While Soth's exhibition-guide description refers to only his own series Songbook (black-and-white depictions of small-town life, community gatherings and solitary moments caught in a stark flash), he may as well be talking about the entirety of Pier 24’s latest yearlong exhibition, This Land.
Named after Woody Guthrie's alternative national anthem, the 18-person show takes stock of the United States over the past 10 years, offering up images of lives and landscapes during and after the 2008 financial crisis. Taken as a whole, the exhibition is, in one word, bleak.

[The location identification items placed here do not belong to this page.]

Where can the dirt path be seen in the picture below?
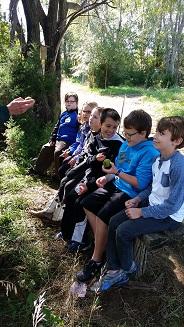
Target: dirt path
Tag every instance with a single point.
(131, 102)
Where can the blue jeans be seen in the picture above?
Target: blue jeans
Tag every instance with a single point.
(122, 233)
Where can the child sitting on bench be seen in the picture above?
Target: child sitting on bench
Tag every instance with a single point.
(163, 211)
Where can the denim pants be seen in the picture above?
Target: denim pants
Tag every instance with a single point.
(122, 233)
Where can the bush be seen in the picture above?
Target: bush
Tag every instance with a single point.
(24, 138)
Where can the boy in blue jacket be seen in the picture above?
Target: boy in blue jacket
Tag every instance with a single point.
(124, 180)
(63, 135)
(162, 209)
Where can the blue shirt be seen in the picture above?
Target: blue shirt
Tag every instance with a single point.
(136, 161)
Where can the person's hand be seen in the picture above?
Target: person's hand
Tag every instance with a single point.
(72, 162)
(19, 105)
(65, 154)
(101, 181)
(82, 188)
(52, 143)
(100, 157)
(112, 170)
(132, 203)
(133, 213)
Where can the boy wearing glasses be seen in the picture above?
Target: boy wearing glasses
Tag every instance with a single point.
(63, 135)
(130, 174)
(158, 208)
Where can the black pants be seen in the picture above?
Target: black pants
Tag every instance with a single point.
(73, 213)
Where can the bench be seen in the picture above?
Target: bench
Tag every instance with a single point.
(149, 242)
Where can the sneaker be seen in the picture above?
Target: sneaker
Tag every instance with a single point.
(41, 214)
(133, 269)
(90, 270)
(74, 246)
(117, 279)
(58, 236)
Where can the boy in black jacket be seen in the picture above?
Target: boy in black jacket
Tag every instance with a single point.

But bleak settings and situations make for some truly compelling images. Bruce Gilden documents foreclosed properties across the country, some halted partway through construction. Bryan Schutmaat captures the dramatic effects of strip-mining on the American West. Police detain black men, women and children in Paolo Pellegrin’s photographs of Rochester, New York. Richard Misrach surveys the U.S.-Mexico border, zeroing in on the artifacts left behind by those moving across it. And closer to home, Daniel Postaer’s Boomtown series frames the jarring juxtapositions of extreme wealth and dispossession in San Francisco.
Balanced against these reminders of economic collapse, environmental degradation, police brutality, border politics and homelessness are small moments of unexpected pleasure: a Ho-Chunk girl in traditional native dress; a gas station in Detroit rebranded with the Obama campaign logo; two boys slow dancing at a Cleveland, Ohio prom.